One option would be to use Availability Groups in SQL Server 2012 Enterprise edition. This combines the best of mirroring/ log shipping with Clustering:

  • There’s no shared storage so I don’t see why you would be limited to a three node guest Windows Cluster.
  • Failover is very quick as there’s no shared storage each node has it’s own copy of the database being protected
  • Unlike mirroring and log shipping you are protecting a group of databases as though they were one and you can use the secondaries for reporting and as a source for backups (only full backups though). Plus you can have multiple secondaries for example a synchronous secondary in your local data centre with an asynchronous copy at another location , so a bit like replication in Hyper-V & VMware but at the database rather than VM level.  That’s an important point you should use this techniques over VM replication as all you are synching is the actual SQL Server

Your next consideration is going to be making sure you get a predictable level of performance or your users might be phoning if there’s issues with speed as well.  Tuning in a physical world has occupied many a mind and there’s tons of advice out there from MVPs, TechNet etc.   Things get tricky in a virtual world as resources are shared.  However if you are running a tier 1 on database then best practice would be:

  • CPU Don’t over commit and use all the NUMA capabilities in your hypervisor to pass through maximum performance to the database.  Bear in mind that for HA you might well want this capacity reserved on other nodes.
  • RAM can’t be over committed in Hyper-V, but shouldn’t be over committed on VMware as performance suffers.
  • IO use the latest SR-IOV cards which can recieve and mange virtual network traffic straight fro the VMs if you can.  However you can’t team SR-IOV cards so you might want to pass through multiple SR-IOV NICs to a VMand then team inside the VM (while you can do this in Hyper-V but I am not sure if you can do that on VMware where the guest OS is Windows Server 2012).  If not use NIC teaming at the host level and the appropriate  teaming policies for access to the database (VMware advice on this is under networking policies here).
  • Storage Access questions usually revolve around whether to use RDMA/pass through disks so that the database itself is stored directly on a LUN referenced by the VMs. There’s actually very little difference these days and in both platforms you could use a share if you have a Windows Server 2012 fileserver running storage spaces. 

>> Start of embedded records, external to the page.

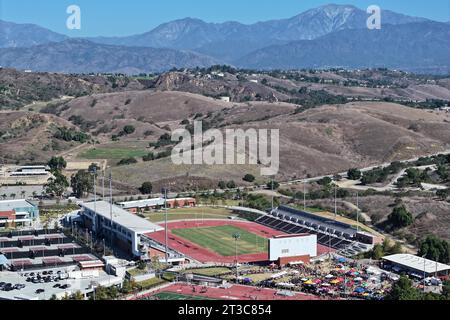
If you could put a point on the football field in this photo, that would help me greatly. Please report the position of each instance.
(177, 296)
(220, 240)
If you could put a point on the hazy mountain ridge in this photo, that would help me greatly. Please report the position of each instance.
(330, 35)
(82, 56)
(390, 47)
(26, 35)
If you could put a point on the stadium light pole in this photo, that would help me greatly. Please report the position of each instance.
(236, 237)
(304, 195)
(165, 225)
(110, 209)
(272, 192)
(103, 184)
(335, 202)
(94, 171)
(357, 212)
(424, 271)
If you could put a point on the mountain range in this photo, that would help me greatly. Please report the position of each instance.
(327, 36)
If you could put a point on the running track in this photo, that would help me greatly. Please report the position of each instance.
(204, 255)
(236, 292)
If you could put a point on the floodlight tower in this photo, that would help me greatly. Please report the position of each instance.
(165, 225)
(236, 237)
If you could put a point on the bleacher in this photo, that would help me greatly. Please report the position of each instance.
(289, 225)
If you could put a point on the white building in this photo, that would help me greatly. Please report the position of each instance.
(293, 247)
(414, 265)
(124, 227)
(17, 212)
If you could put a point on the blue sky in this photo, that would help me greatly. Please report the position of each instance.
(118, 17)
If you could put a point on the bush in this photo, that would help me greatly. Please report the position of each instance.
(231, 185)
(400, 217)
(128, 129)
(249, 178)
(149, 157)
(146, 188)
(354, 174)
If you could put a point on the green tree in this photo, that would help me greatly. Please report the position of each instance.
(127, 161)
(81, 183)
(403, 290)
(435, 249)
(128, 129)
(273, 185)
(443, 194)
(377, 252)
(149, 157)
(146, 188)
(222, 185)
(231, 185)
(57, 185)
(325, 181)
(400, 217)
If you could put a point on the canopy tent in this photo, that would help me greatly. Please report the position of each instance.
(360, 290)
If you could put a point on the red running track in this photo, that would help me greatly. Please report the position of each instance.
(204, 255)
(236, 292)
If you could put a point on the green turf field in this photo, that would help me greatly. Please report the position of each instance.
(220, 240)
(190, 214)
(176, 296)
(115, 153)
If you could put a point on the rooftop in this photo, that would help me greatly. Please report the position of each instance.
(142, 203)
(10, 205)
(417, 263)
(122, 217)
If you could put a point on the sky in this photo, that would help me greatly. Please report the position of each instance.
(119, 17)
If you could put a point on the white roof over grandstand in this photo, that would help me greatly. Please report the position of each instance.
(122, 217)
(417, 263)
(10, 205)
(142, 203)
(245, 209)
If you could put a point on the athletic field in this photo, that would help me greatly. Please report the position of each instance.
(219, 239)
(177, 296)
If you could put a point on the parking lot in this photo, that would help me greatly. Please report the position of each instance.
(42, 284)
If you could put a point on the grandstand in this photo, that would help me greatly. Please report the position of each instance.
(332, 234)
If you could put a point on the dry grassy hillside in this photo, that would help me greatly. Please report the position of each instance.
(28, 137)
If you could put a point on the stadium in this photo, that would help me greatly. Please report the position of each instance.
(213, 241)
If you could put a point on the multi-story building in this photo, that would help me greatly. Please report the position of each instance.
(14, 213)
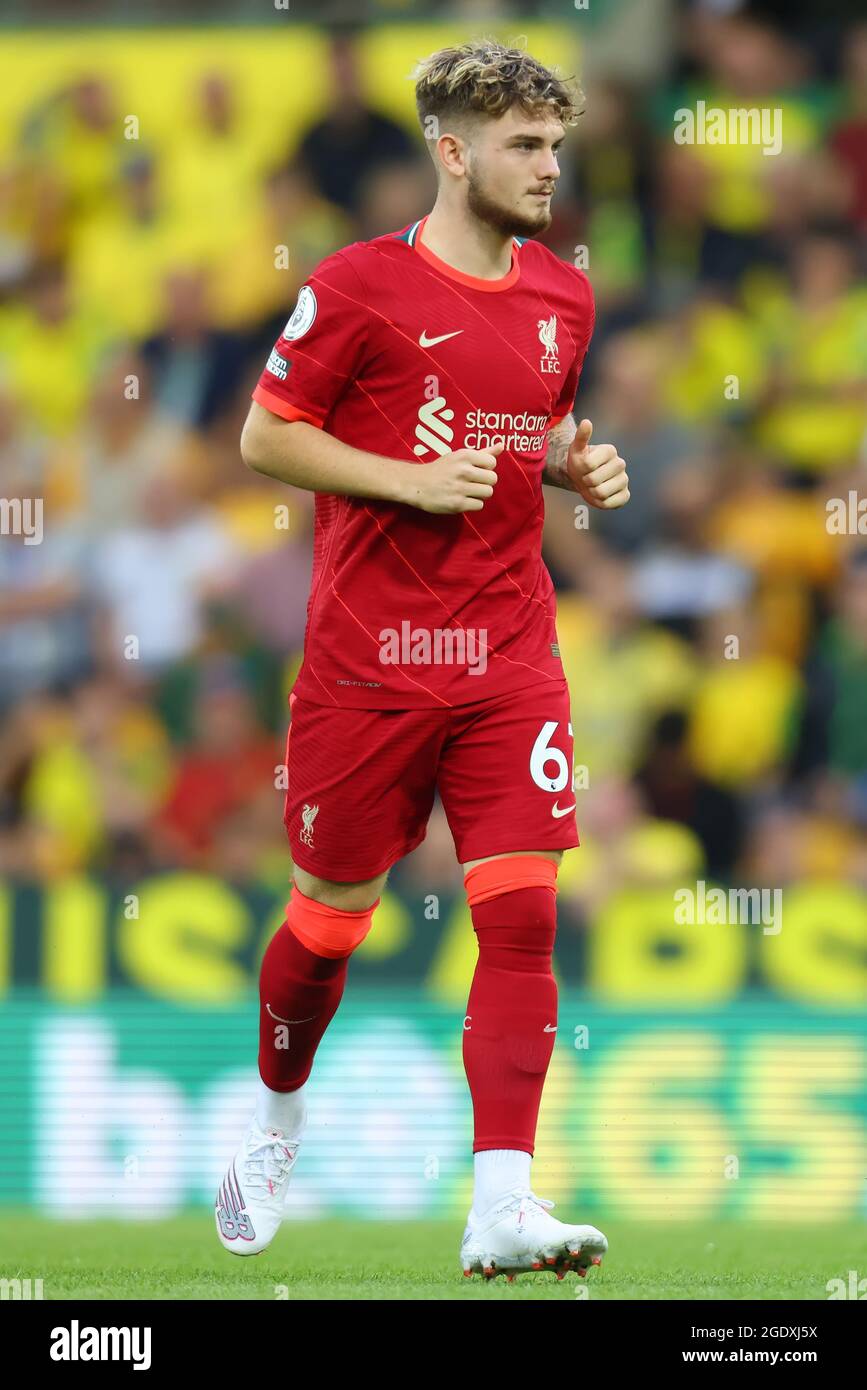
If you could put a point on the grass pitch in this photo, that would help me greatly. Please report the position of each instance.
(181, 1260)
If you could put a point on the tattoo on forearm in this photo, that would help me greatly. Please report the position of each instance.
(559, 444)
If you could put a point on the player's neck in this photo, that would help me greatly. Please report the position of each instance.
(466, 243)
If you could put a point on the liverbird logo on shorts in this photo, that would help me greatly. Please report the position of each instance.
(309, 815)
(548, 337)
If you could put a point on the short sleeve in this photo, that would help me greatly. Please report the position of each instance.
(320, 349)
(585, 320)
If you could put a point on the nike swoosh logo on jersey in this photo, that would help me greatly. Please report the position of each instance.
(431, 342)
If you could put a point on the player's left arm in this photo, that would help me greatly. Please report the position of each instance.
(596, 471)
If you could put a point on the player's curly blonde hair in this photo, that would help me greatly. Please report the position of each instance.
(485, 78)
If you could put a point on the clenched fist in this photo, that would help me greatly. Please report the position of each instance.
(596, 471)
(460, 481)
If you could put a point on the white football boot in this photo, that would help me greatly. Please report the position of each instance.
(252, 1198)
(517, 1233)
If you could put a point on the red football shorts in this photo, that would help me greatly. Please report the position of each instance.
(361, 781)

The definitive white paper for virtualizing SQL Server 2012 is here. However the latest version of a best practices guide for running SQL Server on VMware I could find is here but it’s three years old and so applies to older versions of SQL Server (typically 2005/2008) and Windows Server 2008.  Hopefully this will change as Windows Server 2012  & SQL Server 2012 are now supported and of course there’s going to be even more new stuff with SQL Server 2014 running on Windows Server 2012 R2. Whatever you decide to do you’ll want your HA design to be supported and the definitive word on that check KB956893.

Finally if you are a DBA reading this, one way to get to know your data centre admins is to help them with their SQL Server, as whether they are using System Center or VSphere it’s likely that the database underpinning these is SQL Server and it could probably do with a but of TLC, and a general discussion about protecting those databases too as they are vital components of your data centre.

Note:

  • My definition of tier 1 isn’t necessarily big, it’s more about the impact of a tier 1 service not being there. If it isn’t there you can’t operate trade, function etc.  Of course systems like this tend to be heavily used and predictable performance is also important too.
  • I haven’t mentioned VMware fault tolerance here because it has so many limitations that render it impractical for all but the smallest databases and I generally find that if it’s tier 1 it’s generally very big and used by lots of people and so only having one CPU doesn’t really work.